Therefore, in the present work, a drug delivery system was designed for continuous and long-term subcutaneous infusion with lower physical size and weight for comfort in use. Furthermore, less fabrication complexity for higher availability, non-mechanical part for lower risk of failure, lower driving voltage, and power consumption, and no reaction production in order not to change the therapeutic properties of the drug solution should be considered.
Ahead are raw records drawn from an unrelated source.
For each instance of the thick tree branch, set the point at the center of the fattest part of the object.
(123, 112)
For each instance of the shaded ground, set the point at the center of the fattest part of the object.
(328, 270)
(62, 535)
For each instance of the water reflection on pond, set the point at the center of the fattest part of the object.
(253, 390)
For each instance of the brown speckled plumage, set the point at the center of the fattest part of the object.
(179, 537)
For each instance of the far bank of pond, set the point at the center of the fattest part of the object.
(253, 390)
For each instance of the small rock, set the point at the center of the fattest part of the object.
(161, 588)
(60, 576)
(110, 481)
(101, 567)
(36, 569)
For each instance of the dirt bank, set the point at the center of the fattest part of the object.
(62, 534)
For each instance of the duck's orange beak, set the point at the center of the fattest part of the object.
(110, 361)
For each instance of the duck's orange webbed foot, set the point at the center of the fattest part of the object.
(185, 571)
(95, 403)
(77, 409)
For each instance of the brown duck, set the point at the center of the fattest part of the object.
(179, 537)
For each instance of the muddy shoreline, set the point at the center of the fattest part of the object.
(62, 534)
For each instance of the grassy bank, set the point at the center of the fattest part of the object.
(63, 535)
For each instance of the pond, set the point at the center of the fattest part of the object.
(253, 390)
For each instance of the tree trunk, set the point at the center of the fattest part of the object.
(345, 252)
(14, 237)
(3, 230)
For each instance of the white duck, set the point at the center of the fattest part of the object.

As MHD micropump has a non-mechanical actuation method, then it has some advantages compared to mechanical actuation pumps such as continuous flow forces, simple fabrication process, better reliability and lifetime, low operating failure, and less susceptibility to clogging. Therefore, MHD actuation method is considered for micropump of the drug delivery system. However, bubble generation due to electrolysis of saline solution is one of the major problems in such micropumps.
2. Objectives
This study presents new MHD micropumps for deferoxamine infusion taking into account drawbacks of conventional MHD micropumps such as bubble generation, high weight, and large size.
3. Methods
3.1. Problem Statement
The daily dose required for subcutaneous infusion is about 20 - 40 mg per kilogram of patient weight (maximum five vials), which should be injected at least 8 to 24 hours, five to seven nights a week. It should be noted that the more dilute the solution and the longer the infusion, the greater the effect of the drug on the patient. However, with the conventional infusion pumps, usually five to six times a week for less than eight hours of infusion is performed due to the difficulty that the conventional device imposes on the patient. The present work aims to design and fabricate a drug delivery system that has the ability to store and release a saline solution with a particular infusion rate throughout the day and night. The infusion time is considered to be about 24 hours, and different skin hydraulic resistance is taken into account for an infusion rate of 15 to 25 microliters per minute.
The designed micropump has multiple channels with a rectangular cross-section and certain width (w) and height (h). Electrodes are located at sidewalls; so the distance between them is w (Figure 2). Electrodes are connected to a DC voltage source (V0), which produced electrical field (j). Also, a neodymium permanent magnet with a certain flux density is selected to generate the magnetic field (B0).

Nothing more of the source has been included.